Regan and her husband were keeping
their court in great pomp and state at their palace;
and Lear despatched his servant Caius with letters
to his daughter, that she might be prepared for his
reception, while he and his train followed after.
But it seems that Goneril had been before-hand with
him, sending letters also to Regan, accusing her father
of waywardness and ill humours, and advising her not
to receive so great a train as he was bringing with
him. This messenger arrived at the same time
with Caius, and Caius and he met: and who should
it be but Caius’s old enemy the steward, whom
he had formerly tripped up by the heels for his saucy
behaviour to Lear. Caius not liking the fellow’s
look, and suspecting what he came for, began to revile
him, and challenged him to fight, which the fellow
refusing, Caius, in a fit of honest passion, beat
him soundly, as such a mischief-maker and carrier of
wicked messages deserved; which coming to the ears
of Regan and her husband, they ordered Caius to be
put in stocks, though he was a messenger from the
king her father, and in that character demanded the
highest respect: so that the first thing the
king saw when he entered the castle, was his faithful
servant Caius sitting in that disgraceful situation.
This was but a bad omen of the reception
which he was to expect; but a worse followed, when,
upon inquiry for his daughter and her husband, he
was told they were weary with travelling all night,
and could not see him; and when lastly, upon his insisting
in a positive and angry manner to see them, they came
to greet him, whom should he see in their company
but the hated Goneril, who had come to tell her own
story, and set her sister against the king her father!
This sight much moved the old man,
and still more to see Regan take her by the hand;
and he asked Goneril if she was not ashamed to look
upon his old white beard.
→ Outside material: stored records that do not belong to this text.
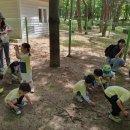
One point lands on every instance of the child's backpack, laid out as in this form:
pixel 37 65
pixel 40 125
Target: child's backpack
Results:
pixel 108 50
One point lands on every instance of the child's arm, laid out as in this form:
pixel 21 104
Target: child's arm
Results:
pixel 11 104
pixel 17 51
pixel 28 99
pixel 121 106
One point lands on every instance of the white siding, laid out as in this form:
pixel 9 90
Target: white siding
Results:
pixel 29 8
pixel 10 10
And Regan advised him
to go home again with Goneril, and live with her peaceably,
dismissing half of his attendants, and to ask her
forgiveness; for he was old and wanted discretion,
and must be ruled and led by persons that had more
discretion than himself. And Lear showed how
preposterous that would sound, if he were to go down
on his knees, and beg of his own daughter for food
and raiment, and he argued against such an unnatural
dependence, declaring his resolution never to return
with her, but to stay where he was with Regan, he and
his hundred knights; for he said that she had not forgot
the half of the kingdom which he had endowed her with,
and that her eyes were not fierce like Goneril’s,
but mild and kind. And he said that rather than
return to Goneril, with half his train cut off, he
would go over to France, and beg a wretched pension
of the king there, who had married his youngest daughter
without a portion.
But he was mistaken in expecting kinder
treatment of Regan than he had experienced from her
sister Goneril. As if willing to outdo her sister
in unfilial behaviour, she declared that she thought
fifty knights too many to wait upon him: that
five-and-twenty were enough. Then Lear, nigh
heart-broken, turned to Goneril and said that he would
go back with her, for her fifty doubled five-and-twenty,
and so her love was twice as much as Regan’s.
But Goneril excused herself, and said, what need of
so many as five-and-twenty? or even ten? or five?
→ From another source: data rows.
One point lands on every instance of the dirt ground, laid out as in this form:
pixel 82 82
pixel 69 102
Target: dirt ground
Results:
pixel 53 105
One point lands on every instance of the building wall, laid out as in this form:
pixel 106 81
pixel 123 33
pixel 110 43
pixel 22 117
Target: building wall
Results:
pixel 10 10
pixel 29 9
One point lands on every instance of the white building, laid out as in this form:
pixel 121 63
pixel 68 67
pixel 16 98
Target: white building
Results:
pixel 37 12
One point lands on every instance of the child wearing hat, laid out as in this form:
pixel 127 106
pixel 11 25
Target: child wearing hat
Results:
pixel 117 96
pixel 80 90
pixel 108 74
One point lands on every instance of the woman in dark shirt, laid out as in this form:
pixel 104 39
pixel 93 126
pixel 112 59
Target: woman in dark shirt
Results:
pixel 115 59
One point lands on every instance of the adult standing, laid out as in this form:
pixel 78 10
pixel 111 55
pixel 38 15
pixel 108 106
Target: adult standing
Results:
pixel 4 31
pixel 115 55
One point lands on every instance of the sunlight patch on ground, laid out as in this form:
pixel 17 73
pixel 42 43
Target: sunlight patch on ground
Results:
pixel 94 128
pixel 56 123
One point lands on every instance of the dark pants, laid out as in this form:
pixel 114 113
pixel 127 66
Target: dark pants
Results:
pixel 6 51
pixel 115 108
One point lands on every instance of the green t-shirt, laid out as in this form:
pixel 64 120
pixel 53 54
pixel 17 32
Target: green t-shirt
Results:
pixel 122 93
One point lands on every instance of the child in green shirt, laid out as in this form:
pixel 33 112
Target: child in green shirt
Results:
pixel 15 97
when he might be waited upon by her servants, or her
sister’s servants? So these two wicked
daughters, as if they strove to exceed each other in
cruelty to their old father, who had been so good
to them, by little and little would have abated him
of all his train, all respect (little enough for him
that once commanded a kingdom), which was left him
to show that he had once been a king! Not that
a splendid train is essential to happiness, but from
a king to a beggar is a hard change, from commanding
millions to be without one attendant; and it was the
ingratitude in his daughters’ denying it, more
than what he would suffer by the want of it, which
pierced this poor king to the heart; insomuch, that
with this double ill-usage, and vexation for having
so foolishly given away a kingdom, his wits began
to be unsettled, and while he said he knew not what,
he vowed revenge against those unnatural hags, and
to make examples of them that should be a terror to
the earth!
While he was thus idly threatening
what his weak arm could never execute, night came
on, and a loud storm of thunder and lightning with
rain; and his daughters still persisting in their resolution
not to admit his followers, he called for his horses,
and chose rather to encounter the utmost fury of the
storm abroad, than stay under the same roof with these
ungrateful daughters: and they, saying that the
injuries which wilful men procure to themselves are
their just punishment, suffered him to go in that
condition and shut their doors upon him.
The winds were high, and the rain
and storm increased, when the old man sallied forth
to combat with the elements, less sharp than his daughters’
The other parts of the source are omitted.